From 1318 to 1319 the North of England suffered badly from frequent raids from the Scots. Following the Battle of Bannockburn in 1314, a renowned Scottish victory where Robert the Bruce triumphed over King Edward II, Wetherby was burned and pillaged and many of the town's population taken and slaughtered. Scott Lane may be named after the Scottish raiders in 1318 or alternatively, the eighteenth century drovers who used Wetherby as a stopping place.
In 1644 during English Civil War between Parliament and the ill fated King Charles I, the Parliamentarian army, prior to marching to Tadcaster and on to do battle with the Royalists at Marston Moor, were stationed two days in Wetherby, joining forces with the Scots. Oliver Cromwell probably spent the night after the battle of Marston Moor at the 'Half Moon Inn' at Collingham, 3 miles from the town.
Wetherby Town Hall (pictured above right) is situated in the centre of the market square and replaced the former Court House and Wetherby Prison.
The Shambles was built in 1811 by the Duke of Devonshire as ten butcher shops, which only opened on market day. In 1888 these were converted to a covered market where farmers bought their produce. The present facade was added early in the nineteenth century. Today the Shambles boasts specialist craft shops, quaint tearooms and restaurants.
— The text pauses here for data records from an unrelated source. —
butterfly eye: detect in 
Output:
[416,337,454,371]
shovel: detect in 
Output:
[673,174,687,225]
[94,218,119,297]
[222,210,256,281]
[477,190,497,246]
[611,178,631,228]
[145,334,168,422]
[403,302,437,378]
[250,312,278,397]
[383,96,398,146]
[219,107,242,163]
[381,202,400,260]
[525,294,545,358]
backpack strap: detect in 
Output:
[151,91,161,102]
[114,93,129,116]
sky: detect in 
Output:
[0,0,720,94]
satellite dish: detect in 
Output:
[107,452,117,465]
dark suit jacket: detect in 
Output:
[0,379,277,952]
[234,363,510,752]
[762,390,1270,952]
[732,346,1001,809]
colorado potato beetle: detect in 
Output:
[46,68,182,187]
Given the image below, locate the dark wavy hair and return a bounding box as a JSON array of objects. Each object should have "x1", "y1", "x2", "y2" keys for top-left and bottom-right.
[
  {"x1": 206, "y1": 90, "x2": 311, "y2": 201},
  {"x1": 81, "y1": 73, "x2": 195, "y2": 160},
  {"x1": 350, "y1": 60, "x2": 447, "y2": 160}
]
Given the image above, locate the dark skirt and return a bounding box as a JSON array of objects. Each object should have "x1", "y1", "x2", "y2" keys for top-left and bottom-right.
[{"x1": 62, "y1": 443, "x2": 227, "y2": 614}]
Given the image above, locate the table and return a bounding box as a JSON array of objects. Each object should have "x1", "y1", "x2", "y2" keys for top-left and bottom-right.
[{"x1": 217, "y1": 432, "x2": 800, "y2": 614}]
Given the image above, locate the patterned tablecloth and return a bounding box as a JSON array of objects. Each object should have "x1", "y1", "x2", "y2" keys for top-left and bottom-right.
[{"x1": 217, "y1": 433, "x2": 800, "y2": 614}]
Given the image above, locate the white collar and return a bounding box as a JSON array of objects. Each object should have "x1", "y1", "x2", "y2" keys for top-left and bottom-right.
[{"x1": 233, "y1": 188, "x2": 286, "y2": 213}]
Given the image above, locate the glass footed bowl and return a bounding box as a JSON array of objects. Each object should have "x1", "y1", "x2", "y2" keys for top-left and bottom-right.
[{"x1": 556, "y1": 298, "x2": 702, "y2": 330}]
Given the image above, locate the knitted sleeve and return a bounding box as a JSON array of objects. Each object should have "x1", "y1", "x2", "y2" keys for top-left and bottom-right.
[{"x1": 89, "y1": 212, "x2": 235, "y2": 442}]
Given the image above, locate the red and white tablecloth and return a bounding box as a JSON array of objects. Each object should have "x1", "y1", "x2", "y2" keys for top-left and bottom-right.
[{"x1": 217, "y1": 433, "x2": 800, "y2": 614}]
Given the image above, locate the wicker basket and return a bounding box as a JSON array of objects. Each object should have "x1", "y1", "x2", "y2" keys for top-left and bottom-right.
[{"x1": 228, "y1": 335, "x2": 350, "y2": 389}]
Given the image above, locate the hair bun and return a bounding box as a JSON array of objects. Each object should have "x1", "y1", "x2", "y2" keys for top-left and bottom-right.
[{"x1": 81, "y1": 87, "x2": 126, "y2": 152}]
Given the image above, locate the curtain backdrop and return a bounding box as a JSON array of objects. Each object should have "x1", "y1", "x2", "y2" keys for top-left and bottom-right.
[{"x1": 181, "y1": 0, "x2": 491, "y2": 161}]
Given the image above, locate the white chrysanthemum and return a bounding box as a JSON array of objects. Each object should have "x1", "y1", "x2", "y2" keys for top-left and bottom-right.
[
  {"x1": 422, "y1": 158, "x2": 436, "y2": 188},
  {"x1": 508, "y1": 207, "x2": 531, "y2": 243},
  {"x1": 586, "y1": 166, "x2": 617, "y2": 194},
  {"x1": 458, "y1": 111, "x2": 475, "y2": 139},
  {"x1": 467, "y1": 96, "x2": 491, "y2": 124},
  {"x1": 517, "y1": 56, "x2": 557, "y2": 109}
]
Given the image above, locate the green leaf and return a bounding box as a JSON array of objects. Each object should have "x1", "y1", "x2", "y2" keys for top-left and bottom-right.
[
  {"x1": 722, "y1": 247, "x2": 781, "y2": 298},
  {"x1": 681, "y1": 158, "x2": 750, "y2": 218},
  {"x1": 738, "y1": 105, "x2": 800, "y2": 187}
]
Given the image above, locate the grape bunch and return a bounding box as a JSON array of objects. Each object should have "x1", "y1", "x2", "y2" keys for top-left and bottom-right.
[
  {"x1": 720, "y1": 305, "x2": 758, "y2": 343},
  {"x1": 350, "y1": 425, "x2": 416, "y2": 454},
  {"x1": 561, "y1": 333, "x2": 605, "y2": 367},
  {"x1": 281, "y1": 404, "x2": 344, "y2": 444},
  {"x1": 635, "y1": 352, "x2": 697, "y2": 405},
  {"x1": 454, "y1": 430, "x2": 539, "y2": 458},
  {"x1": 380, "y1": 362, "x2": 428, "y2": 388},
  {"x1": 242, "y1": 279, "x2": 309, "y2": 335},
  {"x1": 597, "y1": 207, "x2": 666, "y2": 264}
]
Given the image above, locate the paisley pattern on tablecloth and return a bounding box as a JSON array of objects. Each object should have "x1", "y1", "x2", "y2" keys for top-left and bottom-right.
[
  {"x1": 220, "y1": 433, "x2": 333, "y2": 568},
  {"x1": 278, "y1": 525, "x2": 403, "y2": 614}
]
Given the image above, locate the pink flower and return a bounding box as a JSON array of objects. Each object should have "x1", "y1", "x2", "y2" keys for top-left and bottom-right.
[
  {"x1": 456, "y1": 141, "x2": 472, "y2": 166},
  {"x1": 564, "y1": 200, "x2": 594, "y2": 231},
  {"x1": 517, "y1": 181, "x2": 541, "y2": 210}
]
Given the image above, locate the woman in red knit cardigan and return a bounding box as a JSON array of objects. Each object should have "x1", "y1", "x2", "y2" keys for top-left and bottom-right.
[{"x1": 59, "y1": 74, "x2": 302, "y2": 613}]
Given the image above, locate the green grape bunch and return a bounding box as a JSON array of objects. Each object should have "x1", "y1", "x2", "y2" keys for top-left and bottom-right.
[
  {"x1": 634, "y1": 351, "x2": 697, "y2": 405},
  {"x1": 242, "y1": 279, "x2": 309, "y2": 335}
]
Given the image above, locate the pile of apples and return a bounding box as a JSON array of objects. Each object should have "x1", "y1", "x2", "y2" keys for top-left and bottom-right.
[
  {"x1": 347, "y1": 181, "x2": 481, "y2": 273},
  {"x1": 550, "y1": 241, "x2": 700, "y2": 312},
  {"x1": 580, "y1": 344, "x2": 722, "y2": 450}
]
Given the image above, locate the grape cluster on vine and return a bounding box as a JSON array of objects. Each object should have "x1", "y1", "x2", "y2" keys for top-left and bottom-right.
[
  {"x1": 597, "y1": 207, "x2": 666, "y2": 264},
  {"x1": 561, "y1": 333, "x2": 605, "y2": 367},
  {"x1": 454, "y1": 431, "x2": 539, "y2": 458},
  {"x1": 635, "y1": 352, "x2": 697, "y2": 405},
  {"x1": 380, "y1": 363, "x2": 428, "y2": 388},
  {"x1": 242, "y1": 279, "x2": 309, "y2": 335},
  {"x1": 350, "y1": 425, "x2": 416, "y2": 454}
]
The Huguenot Arch near Wetherby Library was originally a passageway between two houses at Westgate. Tradition relates that the houses were probably built by the descendants of Huguenot refugees from France. The inscription is in French and translates as 'Love your neighbour as yourself, said the Evangelist'. It was laid on the 19th January 1827.
The town offers good riverside walks and picnic areas and a free car park by the riverside Bandstand. The town centre is full of interesting small shops selling a wide variety of goods There are also many tea/coffee shops and restaurants. The narrow town centre streets are lined with a good selection of independent boutique shops.
A Historical Trail leads through the town centre and provides an interesting insight into Wetherby's past. Leaflets on the Trail are available in shops and the Library. Wetherby Racecourse holds popular steeplechases as well as exhibitions and arts, crafts and antique fairs.
The 'Wetherby in Bloom' committee was set up in 1989, the town won the Entente Florale gold award in 1999 and an International Communities in Bloom award in 2005. It achieved success in the RHS Britain in Bloom competition in 1998, 2002 and 2010, along with numerous regional gold awards over the last 15 years. The annual Wetherby Festival promotes the arts by providing a platform for local groups to perform and to bring in other performers and art forms.
Nearby Stockeld Park lies just 3 miles to the North West of the town and is located on the A661 between Harrogate and Leeds. The Palladian villa was designed for William Middleton, a prominent local Catholic gentleman, by architect James Paine. The Palladian villa was designed for William Middleton, a prominent local Catholic gentleman, by architect James Paine. The building was completed in 1763.